Our orientation has familiarized us with the various departments within IOM and each of their projects, and has also included basic language training (greetings, numbers 1-10, days of the week, school terms, etc.), a first aid course, and several trips throughout Accra. Also included was the IOM staff retreat this past Thursday. I am so happy they decided to wait until we arrived to hold this day of team-building and fun. It helped me to get a better feel for the office culture (passionate and fun) as well as determine who works on which project. The retreat was held at the Coco Beach Resort which was owned by the Ramada group. The day ended with a real treat as the professional side of the day segued into a soccer match on the beach!
As for my role with the IOM, I will be working on an array of projects with a focus on Counter-Trafficking (CT) and Migration in Development (M&D). Child trafficking is sadly a very real problem in Ghana. Parents of impoverished families are often scammed into selling their children into modern day slavery within Ghana's fishing industry. Fishermen will promise remittances and a better life for the children including ample food and education, but in reality some as young as 4 years old can find themselves forced to do backbreaking work 14 hours a day in dangerous conditions and without pay. IOM has been working for years to rescue these children, reintegrate them into society, while concurrently educating their parents and families about the dangers of child labor.

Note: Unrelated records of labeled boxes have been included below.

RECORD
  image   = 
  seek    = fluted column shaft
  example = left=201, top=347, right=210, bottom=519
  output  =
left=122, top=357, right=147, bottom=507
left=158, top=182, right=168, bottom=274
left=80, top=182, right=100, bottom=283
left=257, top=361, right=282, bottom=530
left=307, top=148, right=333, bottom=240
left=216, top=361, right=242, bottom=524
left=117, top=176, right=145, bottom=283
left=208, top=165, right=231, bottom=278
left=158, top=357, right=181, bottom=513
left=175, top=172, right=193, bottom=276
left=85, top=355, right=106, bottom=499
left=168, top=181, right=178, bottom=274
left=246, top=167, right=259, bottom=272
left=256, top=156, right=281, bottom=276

They also help thefamilies start micro-enterprises to supplement their income, allowing them to better take care of their dependents. Here's a link to the organization's website if you're interested! (IOM Ghana)

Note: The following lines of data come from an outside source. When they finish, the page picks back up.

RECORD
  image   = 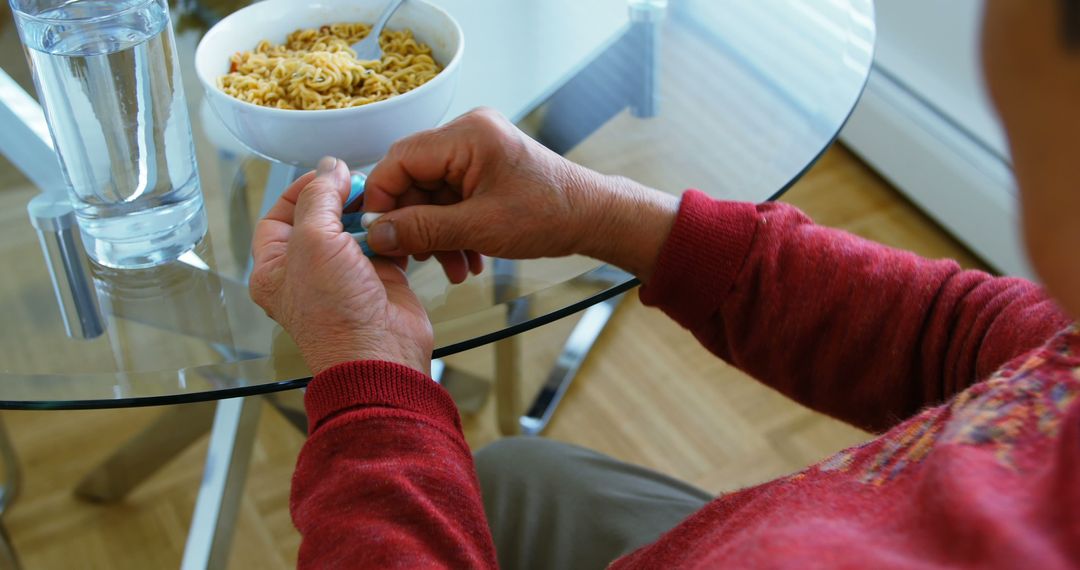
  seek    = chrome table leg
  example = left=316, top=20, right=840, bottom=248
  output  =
left=521, top=295, right=623, bottom=435
left=75, top=402, right=215, bottom=502
left=180, top=397, right=262, bottom=570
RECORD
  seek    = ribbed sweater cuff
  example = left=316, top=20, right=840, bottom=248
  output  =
left=640, top=190, right=762, bottom=316
left=303, top=361, right=461, bottom=434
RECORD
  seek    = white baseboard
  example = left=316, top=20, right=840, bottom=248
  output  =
left=840, top=68, right=1032, bottom=277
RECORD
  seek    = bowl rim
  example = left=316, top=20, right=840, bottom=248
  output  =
left=194, top=0, right=465, bottom=117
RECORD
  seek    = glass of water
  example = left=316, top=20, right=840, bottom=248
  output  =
left=9, top=0, right=206, bottom=268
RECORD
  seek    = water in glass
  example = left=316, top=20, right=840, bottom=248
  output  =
left=11, top=0, right=206, bottom=268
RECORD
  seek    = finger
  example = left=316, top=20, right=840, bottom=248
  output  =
left=266, top=171, right=315, bottom=226
left=252, top=218, right=293, bottom=266
left=367, top=201, right=481, bottom=256
left=364, top=119, right=478, bottom=212
left=293, top=157, right=350, bottom=233
left=435, top=252, right=469, bottom=285
left=465, top=249, right=484, bottom=275
left=372, top=258, right=408, bottom=286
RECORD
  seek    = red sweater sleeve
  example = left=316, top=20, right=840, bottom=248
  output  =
left=642, top=191, right=1068, bottom=431
left=289, top=362, right=497, bottom=569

Accra has been full of excitement and surprises. Despite having recently heard all about the rise of Africa at Syracuse's African Development Seminar in Washington, it is different to actually experience it. Ghana is booming. Construction projects abound and people from throughout the continent and the world call Accra home. Behind the shiny buildings and abundant Mercedes lurks the danger of poor management of the 'growing pains' so often accompanying rapid development. This 'gap' we so often see is quite evident in Ghana. Accra is home to a massive shopping center complete with a supermarket and movie theatre. But after strolling through the beautifully kept shops and aisles of imported foods, a short walk beyond the mall's parking lot brings you to rickety shacks and open sewers.

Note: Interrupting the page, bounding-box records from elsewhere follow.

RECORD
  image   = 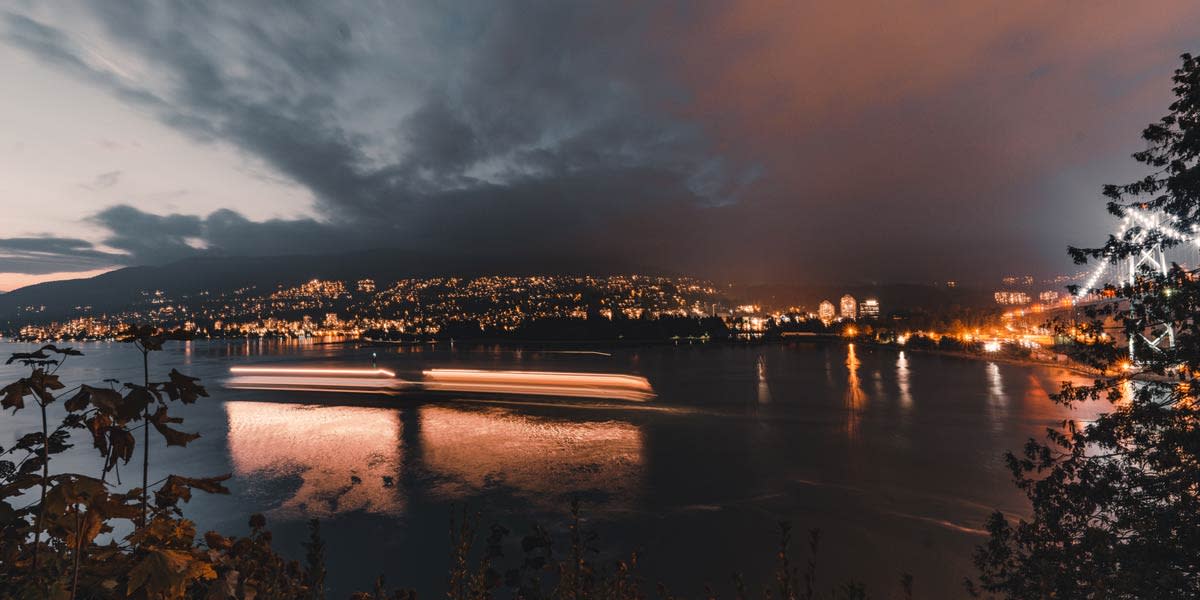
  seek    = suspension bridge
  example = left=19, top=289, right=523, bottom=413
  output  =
left=1074, top=208, right=1200, bottom=361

To end the post on a happy note, I want to share one of the many reasons I am going to love living and working here. The morning commute. No, no, I'm not pulling your leg. Even though Accra's traffic is a nightmare causing a 20 minute trip to take over an hour, it's hard to be bored looking out your window. In Accra, you could get most of your shopping done on the way to work, without ever getting out of the car. Vendors peddling everything from fruits, water sachets, and doughnuts to tummy tightening machines, end tables, and cell phones weave between the cars calling out prices. A simple honk of your horn or nod of the head beckons them to your window. Transactions are extremely fast and then they're gone, on to the next "custom-muter." While I haven't purchased anything by this method yet, the vendors often come to the window just to have a curious peek at our group. These rapid interactions remind me that a smile is often the best currency!